The motivation for founding RNAissance Ag is rooted in Bala’s family history. He grew up in India within an extended family that benefited from the Green Revolution in agriculture, “I have witnessed first-hand how technology can profoundly improve the lives of farmers. It can break the cycle of subsistence and allow kids to complete an education, even up to a college degree, because their parents had sufficient income and did not need their children to head to the cotton fields each season to spray their crop against insect pests.” Bala’s own father was the first in his dairy farming family to be college educated as a result of the improved financial gain of his grandfather’s farm.

Through IN2, Bala will have the opportunity to work with Noah Fahlgren, Ph.D., the Danforth Center’s Data Science Facility director, to validate the RNAissance Ag technology.
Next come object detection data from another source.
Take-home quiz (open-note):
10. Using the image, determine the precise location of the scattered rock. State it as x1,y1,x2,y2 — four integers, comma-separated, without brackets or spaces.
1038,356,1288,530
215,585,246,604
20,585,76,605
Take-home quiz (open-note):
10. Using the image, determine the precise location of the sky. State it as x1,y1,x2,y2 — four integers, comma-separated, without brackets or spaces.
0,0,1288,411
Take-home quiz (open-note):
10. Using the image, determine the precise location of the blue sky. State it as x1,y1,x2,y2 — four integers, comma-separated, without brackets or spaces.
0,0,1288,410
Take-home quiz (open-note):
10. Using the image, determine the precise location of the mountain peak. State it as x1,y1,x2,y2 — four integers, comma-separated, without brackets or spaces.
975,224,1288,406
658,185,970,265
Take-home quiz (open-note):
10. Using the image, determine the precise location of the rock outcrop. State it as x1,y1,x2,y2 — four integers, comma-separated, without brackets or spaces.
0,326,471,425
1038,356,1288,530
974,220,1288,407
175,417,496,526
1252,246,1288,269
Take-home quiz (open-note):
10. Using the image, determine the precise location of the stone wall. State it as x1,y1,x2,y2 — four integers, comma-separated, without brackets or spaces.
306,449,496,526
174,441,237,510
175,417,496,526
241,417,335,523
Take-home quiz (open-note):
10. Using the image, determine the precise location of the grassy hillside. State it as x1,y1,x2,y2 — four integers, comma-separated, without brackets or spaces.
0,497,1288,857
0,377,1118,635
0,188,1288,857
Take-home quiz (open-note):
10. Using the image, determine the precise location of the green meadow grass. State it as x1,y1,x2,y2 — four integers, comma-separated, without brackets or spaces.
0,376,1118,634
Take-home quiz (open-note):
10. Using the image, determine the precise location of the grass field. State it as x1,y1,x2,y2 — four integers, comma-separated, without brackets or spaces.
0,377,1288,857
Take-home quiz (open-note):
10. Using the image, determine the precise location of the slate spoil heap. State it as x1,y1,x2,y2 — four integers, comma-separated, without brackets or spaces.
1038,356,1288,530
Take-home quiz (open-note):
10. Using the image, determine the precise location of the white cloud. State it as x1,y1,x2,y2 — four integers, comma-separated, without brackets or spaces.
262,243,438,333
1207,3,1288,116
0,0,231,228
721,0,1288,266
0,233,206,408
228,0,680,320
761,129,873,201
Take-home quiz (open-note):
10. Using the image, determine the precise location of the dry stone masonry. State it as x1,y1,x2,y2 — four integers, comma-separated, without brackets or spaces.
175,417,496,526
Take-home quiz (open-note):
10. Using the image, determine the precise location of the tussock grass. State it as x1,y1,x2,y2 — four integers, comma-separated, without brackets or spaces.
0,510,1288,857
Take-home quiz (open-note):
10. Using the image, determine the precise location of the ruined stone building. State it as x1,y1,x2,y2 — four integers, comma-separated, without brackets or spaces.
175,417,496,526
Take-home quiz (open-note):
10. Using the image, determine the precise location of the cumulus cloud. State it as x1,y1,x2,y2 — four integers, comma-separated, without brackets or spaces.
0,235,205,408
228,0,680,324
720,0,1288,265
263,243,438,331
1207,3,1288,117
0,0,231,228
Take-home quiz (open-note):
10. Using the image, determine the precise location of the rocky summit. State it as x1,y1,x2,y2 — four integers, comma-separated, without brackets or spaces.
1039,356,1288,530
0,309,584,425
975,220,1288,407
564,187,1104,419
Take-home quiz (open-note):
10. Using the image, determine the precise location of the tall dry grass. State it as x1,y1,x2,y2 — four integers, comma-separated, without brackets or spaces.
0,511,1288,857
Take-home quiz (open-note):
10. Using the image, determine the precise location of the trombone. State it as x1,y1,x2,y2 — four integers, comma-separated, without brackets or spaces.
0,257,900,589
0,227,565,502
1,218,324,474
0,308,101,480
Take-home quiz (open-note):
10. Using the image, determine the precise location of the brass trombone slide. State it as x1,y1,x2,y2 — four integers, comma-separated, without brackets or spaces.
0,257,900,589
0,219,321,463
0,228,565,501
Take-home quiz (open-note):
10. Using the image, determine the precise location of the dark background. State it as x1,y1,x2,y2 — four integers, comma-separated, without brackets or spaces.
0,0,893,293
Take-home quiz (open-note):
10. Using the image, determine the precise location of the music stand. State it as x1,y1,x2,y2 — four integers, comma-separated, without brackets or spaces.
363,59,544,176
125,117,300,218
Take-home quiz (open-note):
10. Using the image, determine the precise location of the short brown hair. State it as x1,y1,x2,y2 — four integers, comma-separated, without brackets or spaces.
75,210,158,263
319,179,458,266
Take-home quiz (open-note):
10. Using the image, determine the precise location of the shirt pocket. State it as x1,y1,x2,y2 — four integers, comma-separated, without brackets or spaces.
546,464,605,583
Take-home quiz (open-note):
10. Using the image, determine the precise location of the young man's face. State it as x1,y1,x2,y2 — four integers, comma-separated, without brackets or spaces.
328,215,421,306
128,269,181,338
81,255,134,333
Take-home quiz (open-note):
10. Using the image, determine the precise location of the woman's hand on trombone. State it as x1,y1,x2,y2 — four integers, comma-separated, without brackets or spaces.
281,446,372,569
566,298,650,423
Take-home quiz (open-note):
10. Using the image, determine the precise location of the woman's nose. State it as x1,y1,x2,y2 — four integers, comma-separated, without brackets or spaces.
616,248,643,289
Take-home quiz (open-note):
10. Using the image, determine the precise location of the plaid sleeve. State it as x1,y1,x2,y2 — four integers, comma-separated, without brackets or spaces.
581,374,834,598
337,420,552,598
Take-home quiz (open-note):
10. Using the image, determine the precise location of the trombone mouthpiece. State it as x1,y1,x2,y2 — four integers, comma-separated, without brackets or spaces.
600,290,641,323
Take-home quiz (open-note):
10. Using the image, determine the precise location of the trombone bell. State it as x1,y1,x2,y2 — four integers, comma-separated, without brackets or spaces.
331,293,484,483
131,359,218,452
Noah began his early Ph.D. work in the field of RNA silencing and quickly moved into bioinformatics away from lab bench work. He now leads a team that focuses on computational biology.  The Data Science Facility at the Danforth Center serves as a resource to many of the scientific teams developing software tools to extract meaningful patterns and information from large image sets.  Noah chose to participate in the IN2 program because “The project promises to enable all three of the components of the Danforth mission: feeding the hungry, improving environment, and developing the economy of St. Louis,” he explained.

The IN2 RNAissance project at the Danforth Center aims to accomplish three components of a high-throughput screening platform to identify biological insecticides:

  1. Use digital phenotyping to analyze large data sets of images of two target insect pests and host plant interactions to identify signatures of early insect damage and capture the visual signatures of RNA pesticide candidates.
  2. Develop and train software algorithms that can sift through large image data sets to identify effective pesticide RNAs from among large numbers of candidates, avoiding false negatives and false positives.
  3. Use computational biology to develop rules for better design of future RNA pesticides that will predict both sensitivity that will determine the quantity of RNA needed to kill target insect pests (and thus ultimately determine the cost to farmers) and specificity that will allow targeting of only insect pests while leaving beneficial insects alone.

Bala is excited to participate in the IN2 program because it is a unique opportunity. It provides both funding and the opportunity to collaborate on scientific research with a well-respected institution. If RNAissance’s project is successful, results will provide validation to reduce risks and make the company more attractive to specific investors.  Even more, anticipated breakthroughs in RNAi technology could enable promising biological pesticides and digital tools to finally reach farmers and deliver on the environmental benefits of reducing water contamination from toxic runoff, a feature of current chemical pesticides.

Bala is ready to be a part of a new green revolution built on precision technologies and breakthroughs in biology that empowers farmers to manage their crop production in environmentally friendly and financially viable ways.